Ginsburg expresses support for ERA Judge calls women 'full, equal citizens'

WASHINGTON — WASHINGTON -- Supreme Court nominee Ruth Bader Ginsburg strongly urged Congress yesterday to add an Equal Rights Amendment to the Constitution but gave no clear sign that she would try to get the court to create new women's rights if there is no ERA.

Spending much of her time on her second day before the Senate Judiciary Committee answering questions about discrimination against women, the judge and former pioneering women's rights lawyer repeatedly recited her constitutional view that women are "full and equal citizens."

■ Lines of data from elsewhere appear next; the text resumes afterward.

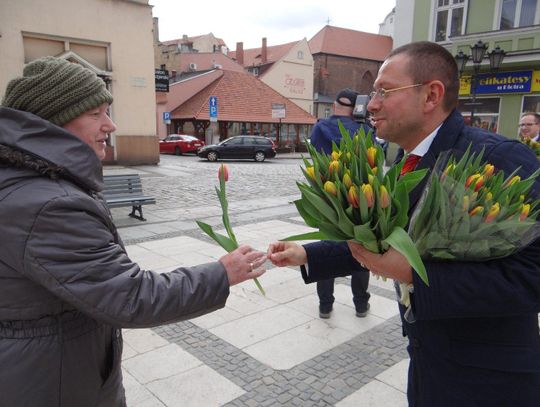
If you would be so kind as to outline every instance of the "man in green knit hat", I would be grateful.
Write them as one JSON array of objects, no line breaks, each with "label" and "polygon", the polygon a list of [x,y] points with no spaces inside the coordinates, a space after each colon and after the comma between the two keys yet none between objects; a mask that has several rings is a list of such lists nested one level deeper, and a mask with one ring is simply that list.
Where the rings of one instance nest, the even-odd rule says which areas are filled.
[{"label": "man in green knit hat", "polygon": [[96,74],[45,57],[0,107],[0,394],[6,406],[125,406],[121,328],[193,318],[259,277],[243,245],[159,274],[130,260],[101,191],[113,97]]}]

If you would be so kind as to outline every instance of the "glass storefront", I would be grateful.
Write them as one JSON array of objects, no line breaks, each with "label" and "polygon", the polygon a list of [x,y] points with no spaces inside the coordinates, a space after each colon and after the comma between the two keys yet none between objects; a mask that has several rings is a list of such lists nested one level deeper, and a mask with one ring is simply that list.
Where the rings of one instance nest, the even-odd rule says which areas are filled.
[{"label": "glass storefront", "polygon": [[472,126],[496,133],[499,127],[500,102],[500,98],[476,98],[474,103],[471,99],[459,99],[458,109],[466,125],[471,126],[471,113],[474,110]]}]

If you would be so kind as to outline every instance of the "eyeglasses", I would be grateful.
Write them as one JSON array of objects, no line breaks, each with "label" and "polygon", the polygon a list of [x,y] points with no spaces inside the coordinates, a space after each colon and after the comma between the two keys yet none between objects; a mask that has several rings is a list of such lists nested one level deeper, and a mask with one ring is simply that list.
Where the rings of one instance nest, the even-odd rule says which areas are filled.
[{"label": "eyeglasses", "polygon": [[520,123],[518,127],[532,127],[536,126],[538,123]]},{"label": "eyeglasses", "polygon": [[422,85],[425,85],[425,83],[415,83],[414,85],[400,86],[399,88],[393,88],[393,89],[380,88],[378,90],[374,90],[373,92],[371,92],[369,94],[369,98],[375,99],[375,97],[378,97],[378,98],[384,99],[386,95],[388,95],[389,93],[397,92],[398,90],[403,90],[403,89],[416,88]]}]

But, when pressed to say whether that means she favors the creation of new rights by the court, she declined to answer. She said the court had left open, as an unsettled issue, whether to give women as strong a constitutional guarantee of equality as racial minorities have, and offered no personal answer to that.

Judge Ginsburg would be only the second woman to sit on the Supreme Court. Because of her background as a lawyer who had won many of the first landmark rulings giving women constitutional rights, her nomination has raised the issue of whether she would be an "activist" female justice working to expand those rights.


Although she said the Constitution's 14th Amendment guarantee of "equal protection of the laws" definitely extends to women, she insisted "that is not at all taking an activist position" because most people would agree with it.

The day's questioning appeared to be a genuine effort by senators to learn about her judicial philosophy without concern over how her answers might influence votes, since there is no indication yet that any member of the committee or of the full Senate will vote against her.

As yesterday's hearing ran on into the evening, it reached a historic point: the first time a woman nominated to the court was questioned by a female senator. Sen. Dianne Feinstein, a Democrat from California and one of two women appointed to the committee this year, questioned Judge Ginsburg about the Supreme Court's latest abortion ruling narrowing the constitutional right of a woman to end a pregnancy.

The senator, however, had the same lack of success as the others in quizzing the judge on major issues: She got no direct answer. Judge Ginsburg said the abortion issue could come up again.

While many of her answers and comments during the day were vague, and were labeled by Sen. William S. Cohen, R-Maine, as expressions of "Delphic ambiguity," the judge did speak directly and pointedly when questioned by Sen. Arlen Specter, R-Pa., about women's rights.

She confessed openly to "skepticism" that Congress and state legislatures could be trusted to pass new laws to protect women's rights, so long as those chambers are made up mostly of men.

She said she had come from an era when most laws adopted by men to protect women actually worked in reverse, and protected "men's jobs" or opportunities from being shared fully by women. She was instrumental as a lawyer in getting several such laws struck down, under a more expansive reading of the Constitution's guarantee of equal treatment.

In telling the senators of her long-standing support for an Equal Rights Amendment to the Constitution, the nominee several times suggested that that would be important mostly as a "symbolic" gesture -- thus hinting that she did not think there was any practical need at this point for an explicit guarantee in the Constitution for the equality of the sexes.


The core women's rights issue that she noted is still an "open question" for the court is whether the present 14th Amendment "equal protection" clause should nullify any law that treats women and men differently, unless such a law is clearly necessary for the operation of the government.

As a lawyer, Judge Ginsburg had advocated just such an expansion, and she reminded the senators of that. But she refused to say how she should feel about it as a justice.

Among other major issues the judge refused to discuss with the Judiciary Committee yesterday was the constitutionality of the death penalty. Asked if she had any "constitutional scruple" against capital punishment, she said, "My own view . . . is not relevant to any question I am asked to decide. I will be scrupulous in applying the law. My views are not relevant to the job for which you are considering me, as a judge."